There is a fascinating debate going on currently within the foreign policy community of the Democratic Party. The debate centers on the role of the United States in the world and in particular the position of the US as a global hegemon. For many on the left of the party the wars in Iraq and Afghanistan have exposed the fallacy of the United States acting as a global hegemon. The wars have brought to light a deep vein of imperialism, one they’ve always known existed and which they’ve been warning everyone else about since the Vietnam War.
My positions on foreign policy are more to the right of the party but I can’t say the arguments raised by those on the left are without merit - because they aren’t. Anyone who has taken a basic International Political Economy course is aware of Hegemonic Stability Theory, a theory that at this point in our history seems to have been entirely discredited by the incompetence of the Bush administration.

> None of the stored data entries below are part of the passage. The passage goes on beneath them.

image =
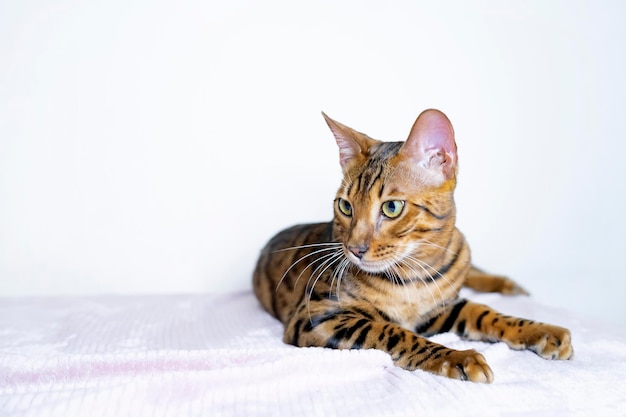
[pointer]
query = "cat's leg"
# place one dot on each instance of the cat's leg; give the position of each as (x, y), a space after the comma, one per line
(478, 322)
(481, 281)
(342, 328)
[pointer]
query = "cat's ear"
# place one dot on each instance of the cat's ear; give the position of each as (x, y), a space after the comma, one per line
(353, 146)
(431, 143)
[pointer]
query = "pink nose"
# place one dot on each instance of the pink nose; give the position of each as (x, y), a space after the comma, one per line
(358, 251)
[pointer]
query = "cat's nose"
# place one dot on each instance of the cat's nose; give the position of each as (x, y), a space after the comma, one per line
(358, 251)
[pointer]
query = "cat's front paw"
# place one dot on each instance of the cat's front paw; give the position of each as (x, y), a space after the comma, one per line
(466, 365)
(547, 341)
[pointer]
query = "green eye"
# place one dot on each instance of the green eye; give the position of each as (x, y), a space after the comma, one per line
(344, 207)
(392, 209)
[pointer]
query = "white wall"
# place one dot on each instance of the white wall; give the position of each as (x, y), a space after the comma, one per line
(155, 146)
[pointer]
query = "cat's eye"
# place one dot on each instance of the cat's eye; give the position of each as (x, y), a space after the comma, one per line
(392, 209)
(344, 207)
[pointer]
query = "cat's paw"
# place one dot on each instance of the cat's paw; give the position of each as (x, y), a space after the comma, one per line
(547, 341)
(552, 342)
(466, 365)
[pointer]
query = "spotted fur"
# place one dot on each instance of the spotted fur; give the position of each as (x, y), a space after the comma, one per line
(386, 272)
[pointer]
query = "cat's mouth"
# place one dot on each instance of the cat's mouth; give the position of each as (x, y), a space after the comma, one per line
(372, 267)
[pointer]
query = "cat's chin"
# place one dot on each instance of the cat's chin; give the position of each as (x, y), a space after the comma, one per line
(371, 267)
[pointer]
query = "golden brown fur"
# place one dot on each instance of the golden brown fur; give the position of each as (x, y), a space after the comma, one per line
(386, 272)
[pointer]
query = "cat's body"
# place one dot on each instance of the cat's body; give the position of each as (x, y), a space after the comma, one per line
(386, 272)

Yet those on the left who claim the more moderate and conservative members of the foreign policy establishment are really neocons who secretly lust for American global domination are really engaging in baseless ad-hominem attacks. I’m a proponent of a foreign policy based on Grotian internationalist principles, a multilateralist foreign policy, a foreign policy 180 degrees from the one we have now. Because I seek the maximization of the diplomatic power of my country doesn’t mean I’m a secret believer in using military force to maintain the hegemonic position of the United States in the world - actually quite the opposite.
These debates are fascinating and in the end will make for a stronger, better, more united Democratic Party. That is in the interests of every Democratic in the field of foreign policy no matter whether they consider themselves left, right or center.